A subbietto grandioso
cotanto ei corrispose a meraviglia per un anno, avendo pubblicato i sei
promessi volumi, non per bimestre, a tutto il 1792. Considerevole vi
comparisce l’elenco degli associati per cariche e per lettere
rispettabilissimi. Vi si leggono due articoli affatto proprj del
compilatore. Uno nel II. volume: La vera bacchetta divinatoria, ossia il
mineroscopo Thouveneliano difeso, cui dato aveano impulso i fenomeni
osservati in un socio de’ viaggi di Thouvenel di cognome Penet,
soprannominato macchina vivente, il quale dalla natura dotato di
magnetismo animale, mercè gli effetti fisici che in se sperimentava, veniva
ad indicare le miniere sotterranee. L’altro nel volume VI: Riflessioni
sulla nitriera minerale e naturale del Pulo di Molfetta etc. indiritte
al ch. Melchiorre Delfico. Di quest’opera periodica (egli avvertì nel
chiuderla) il presente tomo finisce il primo ed ultimo anno, senza
che di così corta durata spiegato avesse, almeno svelatamente, i motivi: ma
è agevole giudicare che le guerre e le rivoluzioni tanto alle letterarie
corrispondenze fatali, e che torbidissimo renderono il cadere del XVIII.
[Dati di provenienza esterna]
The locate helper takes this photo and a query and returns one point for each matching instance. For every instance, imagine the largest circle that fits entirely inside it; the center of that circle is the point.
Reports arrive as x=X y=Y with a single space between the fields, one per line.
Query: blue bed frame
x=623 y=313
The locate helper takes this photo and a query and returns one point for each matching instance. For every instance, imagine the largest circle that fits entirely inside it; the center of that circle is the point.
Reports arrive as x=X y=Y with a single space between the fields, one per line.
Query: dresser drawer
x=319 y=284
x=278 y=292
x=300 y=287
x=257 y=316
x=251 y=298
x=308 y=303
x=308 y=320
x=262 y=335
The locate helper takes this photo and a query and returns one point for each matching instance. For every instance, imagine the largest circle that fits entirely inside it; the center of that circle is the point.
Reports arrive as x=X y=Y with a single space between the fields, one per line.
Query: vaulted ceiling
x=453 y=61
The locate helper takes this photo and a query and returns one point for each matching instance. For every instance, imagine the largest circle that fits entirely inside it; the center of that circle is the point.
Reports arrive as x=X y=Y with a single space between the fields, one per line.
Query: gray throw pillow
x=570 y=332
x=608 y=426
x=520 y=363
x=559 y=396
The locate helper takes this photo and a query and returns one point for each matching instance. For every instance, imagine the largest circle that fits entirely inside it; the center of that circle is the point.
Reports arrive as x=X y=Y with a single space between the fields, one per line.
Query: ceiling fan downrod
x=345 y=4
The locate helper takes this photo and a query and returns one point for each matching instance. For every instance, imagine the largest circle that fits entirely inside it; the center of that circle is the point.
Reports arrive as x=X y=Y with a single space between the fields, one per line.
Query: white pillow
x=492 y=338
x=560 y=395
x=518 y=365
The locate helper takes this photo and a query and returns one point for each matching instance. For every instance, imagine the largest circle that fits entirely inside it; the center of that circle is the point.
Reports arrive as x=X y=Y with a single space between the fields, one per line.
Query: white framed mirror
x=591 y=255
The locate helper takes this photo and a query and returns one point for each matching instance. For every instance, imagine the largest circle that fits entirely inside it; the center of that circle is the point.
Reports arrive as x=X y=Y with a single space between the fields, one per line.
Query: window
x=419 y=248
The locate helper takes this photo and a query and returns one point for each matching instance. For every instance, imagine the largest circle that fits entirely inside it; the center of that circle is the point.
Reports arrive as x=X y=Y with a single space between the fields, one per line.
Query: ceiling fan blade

secolo, cagiorano la cessazione del Commercio, il quale ridonderà
sempre a gloria di Teramo: imperocchè, per quanto io sappia, niun’altra
città provinciale del Regno può vantar di quel tempo un giornale
scientifico.
E’ da supporsi ancora
che Comi creduto avesse di trovare miglior conto nell’ingegnarsi ad
applicare la chimica alle arti e manifatture. Di fatti con ben intesi
meccanismi e processi aprì egli in Teramo una fabbrica di cremore di tartaro
nel 1794; simile per la conciatura d’ cuoi nel 1802; ed una terza di
liquirizia nel 1809. Una fabbrica pur di cremore avea eretta in Grotte a
mare nel 1804: consecutivamente altra ne eresse in Giulia: e l’ultima in
Popoli nel 1823. Ricomponendosi nel 1810, la società patriotica in
agraria, ne fu ei trascelto segretario perpetuo.
E qui dispensar non mi
vo dal notare di non aver io personalmente conosciuto uomo, che meglio di
Vincenzo Comi possedesse il dono di parlare ed il talento di scrivere, a
scopo di persuadere su di ciò ch’ei proponevasi d’insinuare. Bisognava una
forte prevenzione in contrario per non cedere alle attrattive delle sue
parole e del suo stile. Più felice nell’immaginare intraprese che
nell’eseguirle, la fortuna non secondò sempre le commerciali di lui
speculazioni. Essendo deputato al parlamento, le gazzette riportarono un
progetto di legge da esso letto ai 21 Dicembre 1820 sullo stabilimento delle
casse ipotecarie nazionali in ciascuna provincia, le quali riunissero
il triplice vantaggio dello sconto, del pegno e delle
sovvenzioni.
Miglior conoscitore
degli elementi e delle qualità dei corpi che degli affari finanzieri, era
per lui scherzevole cosa il formare, colle uve indigene, vini da scambiarsi
coi forestieri più riputati, ed il distillare rosolj di nuovi sapori, di
ogni colore, o spogliati affatto della materia colorante. Appunto a fin di
preparare i consueti squisiti vini del 1830, l’essersi trattenuto in siti
umidi più di quanto conveniva a chi era predisposto a polmonea, divenne
causa che questo malore lo assalisse.
Fu allora il caso che
l’inferno ne intendeva più dei medici, i quali volevano lusingarlo, perchè
eglino stessi si lusingavano. Comi però chiese e ricevè i Sagramenti,
prenunziando che, ad onta delle apparenze, poco gli rimaneva di vita: e
l’esito dimostrò la giustezza del suo pronostico.